Lifestyles & Community
Is food system reform on the horizon?
Michael Pollan’s recent editorial in the New York Times (Big Food vs. Big Insurance — 9/10/09) did more to galvanize my thinking on the relationship between the childhood obesity epidemic and health care reform than anything to date. In short, Pollan suggests that until food system reform figures into the national conversation about health care reform, the government will inadvertently continue to encourage America’s fast-food diet and thus fuel the obesity problem in this country. Pollan calls the American way of eating the elephant in the room in the debate over health care.
Let’s look at this connection. According to the Centers for Disease Control and Prevention, 75 percent of health care spending now goes to treating “preventable chronic diseases.” With the notable exception of smoking, many, if not most, of them are linked to diet. We currently spend $147 billion to treat obesity, $116 billion to treat diabetes, and many times more than that to treat cardiovascular disease and the many types of cancer that have been linked to the Western diet. A recent study estimated that one-third of the increase in health care spending over the past 20 years can be attributed to higher rates of obesity.
President and Mrs. Obama have alluded to food system reform recently; the President talked about putting a farmers’ market in front of the White House and Michelle Obama planted a vegetable garden on the South Lawn. The President has also floated the idea of taxing soda.
But thus far, food system reform has not been targeted in the conversation about health care reform. Why not? Pollan believes it’s because reforming the food industry is politically even more difficult than reforming the health care industry. At least in the health care battle, a large corporate segment of Fortune 500 companies have concluded that the current system is unsustainable.
Unfortunately for our nation’s waistline, cheap food will remain popular as long as the environmental and social costs of that food are charged to the future. As Pollan indicates, there’s lots of money to be made selling fast food and then treating the diseases that they cause. But the rules could change if, for the insurers, preventing chronic diseases became good for business. Imagine if health insurers were required to take everyone at the same rates and provide a standard level of coverage regardless of their health. There would be no more “pre-existing conditions” and no such thing as “underwriting.”
If that were to happen, health insurers would quickly realize that reducing rates of obesity and the accompanying chronic diseases linked to diet would become good for the bottom line. For example, a person with Type 2 diabetes costs more than $6,600 a year and more than $400,000 over a lifetime in health care costs. Suddenly, every can of soda or French fry would become a threat to future profits.
When health insurance companies are forced to absorb the cost of treating the collateral damage of the American diet, the movement to reform the food system will gain traction. They will represent a powerful ally, and everything from farm policy to school lunches could be affected. For example, our current system of farm subsidies makes fast food cheap and healthy food more expensive for consumers. The health insurance industry would then take on agribusiness in Congress in an effort to get legislation passed with the public’s health interests firmly in mind.

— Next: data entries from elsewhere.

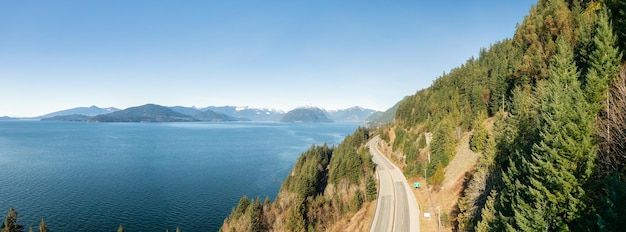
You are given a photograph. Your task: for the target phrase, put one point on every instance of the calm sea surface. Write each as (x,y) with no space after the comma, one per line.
(146,176)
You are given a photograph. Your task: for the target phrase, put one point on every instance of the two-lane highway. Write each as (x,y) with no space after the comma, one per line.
(396,209)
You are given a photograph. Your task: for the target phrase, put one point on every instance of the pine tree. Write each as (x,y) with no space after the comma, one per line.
(603,63)
(618,13)
(488,215)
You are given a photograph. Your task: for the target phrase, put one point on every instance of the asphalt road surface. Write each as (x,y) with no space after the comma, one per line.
(396,209)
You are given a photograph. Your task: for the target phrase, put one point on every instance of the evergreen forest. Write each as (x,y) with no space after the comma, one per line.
(326,185)
(554,159)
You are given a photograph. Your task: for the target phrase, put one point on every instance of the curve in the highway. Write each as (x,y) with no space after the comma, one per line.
(396,209)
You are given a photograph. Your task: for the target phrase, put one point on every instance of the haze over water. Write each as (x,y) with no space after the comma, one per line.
(146,176)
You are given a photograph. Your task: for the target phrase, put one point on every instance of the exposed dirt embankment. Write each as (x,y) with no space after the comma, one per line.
(443,201)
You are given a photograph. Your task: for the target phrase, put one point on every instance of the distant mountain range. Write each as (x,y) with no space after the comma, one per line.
(157,113)
(306,114)
(253,114)
(86,111)
(352,114)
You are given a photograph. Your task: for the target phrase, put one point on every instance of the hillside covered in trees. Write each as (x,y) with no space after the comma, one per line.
(326,185)
(555,158)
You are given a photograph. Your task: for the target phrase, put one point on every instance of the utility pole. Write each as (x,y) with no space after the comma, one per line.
(438,218)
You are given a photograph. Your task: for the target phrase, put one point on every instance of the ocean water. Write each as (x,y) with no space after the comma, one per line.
(146,176)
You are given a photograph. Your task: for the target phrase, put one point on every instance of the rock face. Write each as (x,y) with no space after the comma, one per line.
(311,114)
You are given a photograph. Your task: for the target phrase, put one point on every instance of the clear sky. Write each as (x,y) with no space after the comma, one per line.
(61,54)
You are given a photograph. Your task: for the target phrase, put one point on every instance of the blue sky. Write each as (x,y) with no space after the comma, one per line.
(57,55)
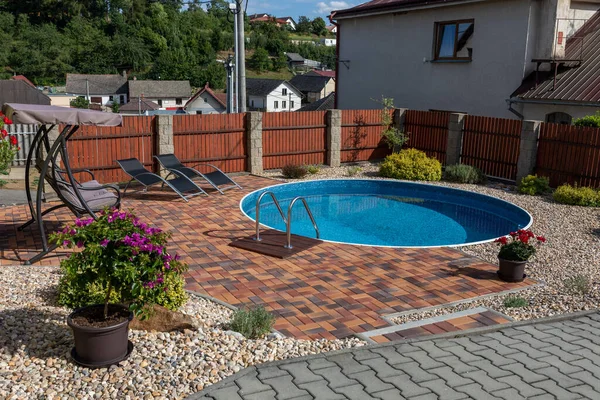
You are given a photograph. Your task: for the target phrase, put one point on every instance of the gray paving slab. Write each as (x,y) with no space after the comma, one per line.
(545,359)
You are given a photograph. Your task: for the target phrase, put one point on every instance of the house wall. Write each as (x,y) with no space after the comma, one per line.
(538,112)
(382,64)
(205,104)
(276,95)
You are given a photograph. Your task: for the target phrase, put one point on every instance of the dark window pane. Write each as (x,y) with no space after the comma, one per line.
(446,40)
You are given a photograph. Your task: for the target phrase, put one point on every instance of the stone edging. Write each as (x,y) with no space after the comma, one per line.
(449,335)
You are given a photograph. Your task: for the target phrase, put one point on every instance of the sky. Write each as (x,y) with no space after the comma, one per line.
(295,8)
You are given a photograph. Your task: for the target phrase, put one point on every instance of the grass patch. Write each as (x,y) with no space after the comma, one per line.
(253,323)
(515,302)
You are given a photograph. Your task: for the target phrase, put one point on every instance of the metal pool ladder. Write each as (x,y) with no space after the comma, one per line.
(288,220)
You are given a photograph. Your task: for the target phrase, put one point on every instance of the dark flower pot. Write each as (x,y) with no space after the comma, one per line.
(511,271)
(100,346)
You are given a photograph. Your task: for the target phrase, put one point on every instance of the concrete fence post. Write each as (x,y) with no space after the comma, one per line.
(164,132)
(530,134)
(254,137)
(455,138)
(334,138)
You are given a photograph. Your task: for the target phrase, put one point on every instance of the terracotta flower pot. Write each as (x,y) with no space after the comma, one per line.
(511,271)
(100,346)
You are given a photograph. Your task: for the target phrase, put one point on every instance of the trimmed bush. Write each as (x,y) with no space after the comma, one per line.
(412,165)
(462,173)
(534,185)
(577,196)
(591,121)
(292,171)
(515,302)
(252,323)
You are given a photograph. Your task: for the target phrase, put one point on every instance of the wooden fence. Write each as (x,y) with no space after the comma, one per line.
(492,145)
(294,138)
(361,136)
(569,154)
(97,148)
(428,132)
(215,139)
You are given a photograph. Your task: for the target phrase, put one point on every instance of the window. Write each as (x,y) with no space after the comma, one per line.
(559,118)
(452,40)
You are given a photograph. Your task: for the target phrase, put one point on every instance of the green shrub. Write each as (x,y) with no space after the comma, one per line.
(534,185)
(515,302)
(592,121)
(313,169)
(292,171)
(412,165)
(577,196)
(578,284)
(462,173)
(353,171)
(252,323)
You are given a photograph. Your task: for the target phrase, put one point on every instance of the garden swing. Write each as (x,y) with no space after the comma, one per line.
(48,153)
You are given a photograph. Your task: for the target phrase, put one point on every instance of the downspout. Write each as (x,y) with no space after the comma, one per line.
(337,56)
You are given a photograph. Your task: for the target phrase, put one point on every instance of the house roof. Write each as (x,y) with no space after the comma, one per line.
(98,84)
(330,74)
(136,105)
(22,78)
(160,89)
(310,83)
(206,89)
(19,92)
(326,103)
(295,57)
(390,6)
(575,81)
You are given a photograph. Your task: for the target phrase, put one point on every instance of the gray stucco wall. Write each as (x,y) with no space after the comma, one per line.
(387,54)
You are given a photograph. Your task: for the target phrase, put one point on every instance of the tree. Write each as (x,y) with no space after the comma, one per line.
(318,27)
(259,61)
(80,102)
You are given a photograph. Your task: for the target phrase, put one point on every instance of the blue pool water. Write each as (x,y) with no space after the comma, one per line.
(389,213)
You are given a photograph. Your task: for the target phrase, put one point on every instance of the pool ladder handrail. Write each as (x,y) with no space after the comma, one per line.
(288,220)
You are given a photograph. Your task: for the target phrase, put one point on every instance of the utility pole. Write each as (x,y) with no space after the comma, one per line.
(241,62)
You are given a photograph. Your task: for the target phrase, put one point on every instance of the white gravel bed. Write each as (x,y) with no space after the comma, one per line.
(573,248)
(35,345)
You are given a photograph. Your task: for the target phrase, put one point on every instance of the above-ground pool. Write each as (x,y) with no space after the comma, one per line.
(389,213)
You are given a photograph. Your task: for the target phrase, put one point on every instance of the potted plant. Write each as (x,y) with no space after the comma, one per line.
(8,145)
(123,264)
(514,254)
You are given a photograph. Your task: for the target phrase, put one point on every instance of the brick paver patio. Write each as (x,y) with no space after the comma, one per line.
(548,360)
(329,291)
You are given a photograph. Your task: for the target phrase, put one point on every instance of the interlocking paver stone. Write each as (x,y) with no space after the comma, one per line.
(435,368)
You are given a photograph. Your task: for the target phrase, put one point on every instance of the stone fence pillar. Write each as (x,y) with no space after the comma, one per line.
(530,134)
(455,138)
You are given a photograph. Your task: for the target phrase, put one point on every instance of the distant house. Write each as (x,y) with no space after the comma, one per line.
(272,95)
(98,89)
(326,103)
(18,91)
(205,101)
(138,106)
(169,95)
(313,87)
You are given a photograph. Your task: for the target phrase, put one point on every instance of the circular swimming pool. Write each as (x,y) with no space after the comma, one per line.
(389,213)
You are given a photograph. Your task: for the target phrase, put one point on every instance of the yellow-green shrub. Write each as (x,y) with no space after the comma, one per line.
(577,196)
(412,165)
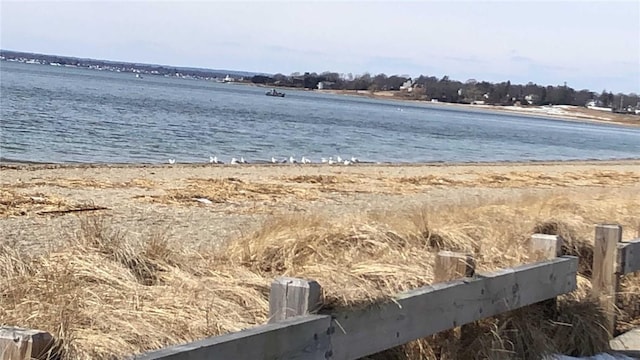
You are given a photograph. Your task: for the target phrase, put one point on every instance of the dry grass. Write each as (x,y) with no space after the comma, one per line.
(14,203)
(106,295)
(230,189)
(74,183)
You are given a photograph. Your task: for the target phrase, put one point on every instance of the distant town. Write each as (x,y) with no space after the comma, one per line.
(124,67)
(424,88)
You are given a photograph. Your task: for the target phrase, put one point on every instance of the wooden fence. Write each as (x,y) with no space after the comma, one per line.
(460,296)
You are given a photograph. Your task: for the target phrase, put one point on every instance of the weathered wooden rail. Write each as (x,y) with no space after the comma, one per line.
(460,296)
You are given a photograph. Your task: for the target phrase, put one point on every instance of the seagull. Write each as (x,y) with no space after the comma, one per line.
(214,160)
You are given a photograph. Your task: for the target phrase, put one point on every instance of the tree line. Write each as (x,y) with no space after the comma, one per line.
(447,90)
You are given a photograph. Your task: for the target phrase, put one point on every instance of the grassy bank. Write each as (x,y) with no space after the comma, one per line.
(106,292)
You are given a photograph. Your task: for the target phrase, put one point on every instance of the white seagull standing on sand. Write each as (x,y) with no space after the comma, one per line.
(214,160)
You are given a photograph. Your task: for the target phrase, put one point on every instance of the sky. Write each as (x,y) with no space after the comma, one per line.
(592,45)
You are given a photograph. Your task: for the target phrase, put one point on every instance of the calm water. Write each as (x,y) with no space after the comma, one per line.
(54,114)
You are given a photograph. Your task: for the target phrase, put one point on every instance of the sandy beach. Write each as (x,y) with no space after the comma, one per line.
(234,199)
(563,112)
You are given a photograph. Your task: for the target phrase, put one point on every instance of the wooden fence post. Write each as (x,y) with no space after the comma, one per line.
(546,247)
(605,280)
(291,297)
(25,344)
(451,266)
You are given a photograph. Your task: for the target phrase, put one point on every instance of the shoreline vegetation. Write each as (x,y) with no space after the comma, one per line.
(156,265)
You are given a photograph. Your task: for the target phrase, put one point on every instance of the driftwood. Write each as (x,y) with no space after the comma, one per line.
(92,208)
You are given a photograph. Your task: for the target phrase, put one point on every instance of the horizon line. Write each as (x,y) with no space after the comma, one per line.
(271,74)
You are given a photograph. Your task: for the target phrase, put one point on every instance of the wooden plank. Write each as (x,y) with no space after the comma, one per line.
(605,280)
(25,344)
(628,257)
(304,337)
(291,297)
(429,310)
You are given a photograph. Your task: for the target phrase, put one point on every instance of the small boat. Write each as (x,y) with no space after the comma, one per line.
(273,92)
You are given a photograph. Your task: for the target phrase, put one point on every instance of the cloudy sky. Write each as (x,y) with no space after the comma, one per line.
(589,44)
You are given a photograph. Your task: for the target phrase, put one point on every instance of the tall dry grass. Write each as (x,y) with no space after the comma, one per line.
(104,294)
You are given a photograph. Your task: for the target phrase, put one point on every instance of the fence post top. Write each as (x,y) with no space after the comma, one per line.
(545,236)
(609,226)
(295,281)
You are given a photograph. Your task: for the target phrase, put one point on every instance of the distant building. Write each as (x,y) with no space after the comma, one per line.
(407,85)
(322,85)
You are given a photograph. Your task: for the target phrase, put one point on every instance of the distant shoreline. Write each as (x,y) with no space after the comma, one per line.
(25,165)
(560,112)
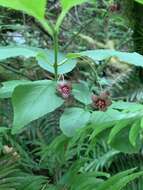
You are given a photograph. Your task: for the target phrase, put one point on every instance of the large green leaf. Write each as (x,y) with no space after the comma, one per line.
(121,142)
(34,8)
(46,61)
(66,5)
(73,119)
(44,57)
(134,132)
(10,51)
(9,86)
(32,101)
(139,1)
(99,55)
(120,180)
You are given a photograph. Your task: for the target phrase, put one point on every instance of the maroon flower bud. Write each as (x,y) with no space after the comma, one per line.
(114,8)
(101,102)
(64,89)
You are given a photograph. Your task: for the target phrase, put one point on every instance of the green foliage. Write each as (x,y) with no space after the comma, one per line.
(82,93)
(73,119)
(9,86)
(99,55)
(32,101)
(87,152)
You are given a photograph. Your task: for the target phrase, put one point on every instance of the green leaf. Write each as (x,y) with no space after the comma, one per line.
(8,87)
(117,128)
(66,5)
(121,183)
(3,129)
(99,55)
(139,1)
(44,57)
(101,121)
(134,132)
(121,142)
(127,106)
(113,180)
(32,101)
(34,8)
(10,51)
(73,119)
(46,61)
(82,93)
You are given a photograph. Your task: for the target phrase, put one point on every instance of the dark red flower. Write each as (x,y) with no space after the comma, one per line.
(101,102)
(64,89)
(114,8)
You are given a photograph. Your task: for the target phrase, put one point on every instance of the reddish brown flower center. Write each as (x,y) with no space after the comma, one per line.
(100,103)
(65,89)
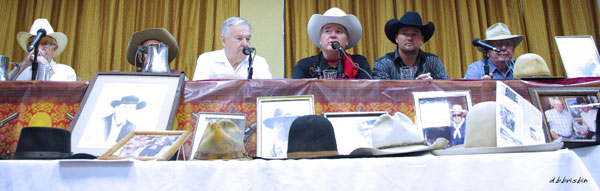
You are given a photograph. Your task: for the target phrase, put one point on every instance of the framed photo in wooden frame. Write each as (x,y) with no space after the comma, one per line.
(274,118)
(117,103)
(353,129)
(569,113)
(579,55)
(147,145)
(204,118)
(436,112)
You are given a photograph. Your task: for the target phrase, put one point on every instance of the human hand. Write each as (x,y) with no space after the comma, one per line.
(487,77)
(426,76)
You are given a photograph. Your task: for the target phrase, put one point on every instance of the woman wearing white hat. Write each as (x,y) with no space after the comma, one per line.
(50,46)
(323,30)
(500,63)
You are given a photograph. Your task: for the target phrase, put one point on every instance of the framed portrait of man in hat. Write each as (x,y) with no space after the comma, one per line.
(579,55)
(274,118)
(442,114)
(569,113)
(118,103)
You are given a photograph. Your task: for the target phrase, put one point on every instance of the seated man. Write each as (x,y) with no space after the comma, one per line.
(147,37)
(230,62)
(50,46)
(409,34)
(500,63)
(323,30)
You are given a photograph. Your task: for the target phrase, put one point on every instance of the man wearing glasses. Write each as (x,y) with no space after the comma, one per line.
(500,63)
(50,46)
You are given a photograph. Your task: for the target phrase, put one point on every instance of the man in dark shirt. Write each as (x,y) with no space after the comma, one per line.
(333,26)
(409,34)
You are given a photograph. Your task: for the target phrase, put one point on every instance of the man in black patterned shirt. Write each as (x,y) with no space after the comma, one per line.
(409,34)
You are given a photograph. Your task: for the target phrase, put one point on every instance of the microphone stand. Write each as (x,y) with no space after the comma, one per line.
(486,66)
(340,64)
(34,64)
(250,69)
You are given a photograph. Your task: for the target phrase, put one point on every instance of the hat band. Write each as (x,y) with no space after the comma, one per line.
(41,155)
(311,154)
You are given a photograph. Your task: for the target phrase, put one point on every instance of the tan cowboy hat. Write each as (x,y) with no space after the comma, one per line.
(395,135)
(61,39)
(337,16)
(411,19)
(531,66)
(480,135)
(499,31)
(160,34)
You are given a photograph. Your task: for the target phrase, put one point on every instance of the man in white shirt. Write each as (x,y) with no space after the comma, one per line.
(230,62)
(560,121)
(50,46)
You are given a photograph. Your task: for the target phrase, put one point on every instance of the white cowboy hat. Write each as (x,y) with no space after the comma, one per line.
(337,16)
(480,135)
(159,34)
(396,135)
(499,31)
(531,66)
(458,108)
(61,39)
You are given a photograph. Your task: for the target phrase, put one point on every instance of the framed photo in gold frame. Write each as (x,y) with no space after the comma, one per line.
(147,145)
(274,118)
(569,113)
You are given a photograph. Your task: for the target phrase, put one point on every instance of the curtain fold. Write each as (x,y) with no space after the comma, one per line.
(99,30)
(457,23)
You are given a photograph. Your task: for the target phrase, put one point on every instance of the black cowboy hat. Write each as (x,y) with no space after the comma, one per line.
(311,136)
(412,19)
(46,143)
(129,100)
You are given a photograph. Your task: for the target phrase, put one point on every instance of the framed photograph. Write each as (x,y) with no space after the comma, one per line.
(442,114)
(352,129)
(205,118)
(147,145)
(579,55)
(568,113)
(117,103)
(274,118)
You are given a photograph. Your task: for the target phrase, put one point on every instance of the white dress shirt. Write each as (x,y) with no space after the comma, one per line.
(214,65)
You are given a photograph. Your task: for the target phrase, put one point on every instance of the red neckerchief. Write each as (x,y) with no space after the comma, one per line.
(349,69)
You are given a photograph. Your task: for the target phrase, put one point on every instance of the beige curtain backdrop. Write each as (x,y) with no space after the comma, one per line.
(457,23)
(99,30)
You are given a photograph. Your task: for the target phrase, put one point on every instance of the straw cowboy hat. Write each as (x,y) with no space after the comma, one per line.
(311,136)
(61,38)
(531,66)
(159,34)
(337,16)
(395,135)
(412,19)
(480,135)
(499,31)
(129,100)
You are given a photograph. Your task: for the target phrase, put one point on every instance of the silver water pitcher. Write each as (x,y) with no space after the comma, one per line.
(4,72)
(157,60)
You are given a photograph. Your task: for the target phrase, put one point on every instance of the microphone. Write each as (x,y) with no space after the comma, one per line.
(336,45)
(482,44)
(41,33)
(248,50)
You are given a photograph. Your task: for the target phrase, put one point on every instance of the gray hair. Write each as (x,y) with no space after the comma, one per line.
(233,21)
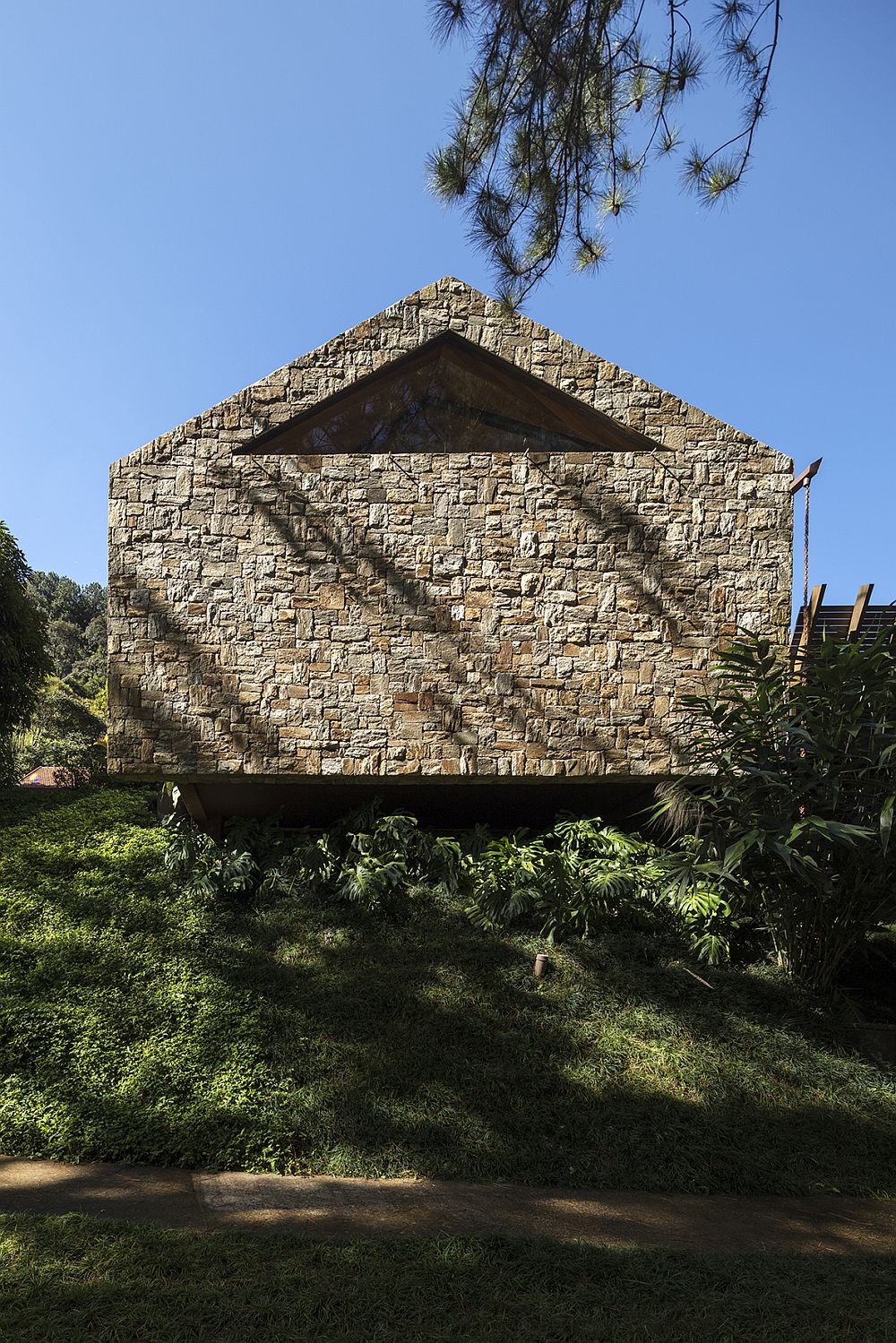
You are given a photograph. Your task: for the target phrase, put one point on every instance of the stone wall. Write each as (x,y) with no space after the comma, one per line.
(479,614)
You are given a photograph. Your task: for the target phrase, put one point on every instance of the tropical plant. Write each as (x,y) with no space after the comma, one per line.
(570,99)
(791,796)
(568,882)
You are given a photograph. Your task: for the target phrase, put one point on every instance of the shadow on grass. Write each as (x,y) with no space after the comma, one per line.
(70,1278)
(306,1037)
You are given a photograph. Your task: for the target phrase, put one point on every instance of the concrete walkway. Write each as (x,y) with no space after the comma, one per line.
(330,1209)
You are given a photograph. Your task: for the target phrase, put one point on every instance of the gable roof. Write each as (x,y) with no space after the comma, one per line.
(437,396)
(603,400)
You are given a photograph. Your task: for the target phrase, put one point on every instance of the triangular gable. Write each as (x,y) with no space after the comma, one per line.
(441,398)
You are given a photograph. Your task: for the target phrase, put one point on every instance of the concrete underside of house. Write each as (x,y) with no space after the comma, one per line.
(504,804)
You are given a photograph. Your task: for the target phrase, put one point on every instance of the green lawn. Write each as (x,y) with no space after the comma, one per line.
(72,1278)
(139,1023)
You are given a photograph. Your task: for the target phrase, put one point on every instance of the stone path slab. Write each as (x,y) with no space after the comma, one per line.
(331,1209)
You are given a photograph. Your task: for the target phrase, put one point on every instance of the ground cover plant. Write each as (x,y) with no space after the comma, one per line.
(70,1278)
(295,1033)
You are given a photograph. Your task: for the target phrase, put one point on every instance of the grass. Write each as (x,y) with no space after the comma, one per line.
(139,1023)
(72,1278)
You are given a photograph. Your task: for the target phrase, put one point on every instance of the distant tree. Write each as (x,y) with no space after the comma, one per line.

This could happen much in the same way that the health insurance industry ardently campaigned in the war against smoking.
Recently, a group of planners from M.I.T. and Columbia was asked by the foundation of the insurer UnitedHealthCare to develop an innovative systems approach to the battling the childhood obesity problem in America. Their idea was surprising; a “foodshed” — a diversified, regional food economy — could be the key to improving our nation’s diet.
This suggests that health care reform must be passed in order for us to take a first step towards food system reform. If it were to pass, it would force the industry and government to take a good look at the elephant in the room and take steps to slim it down.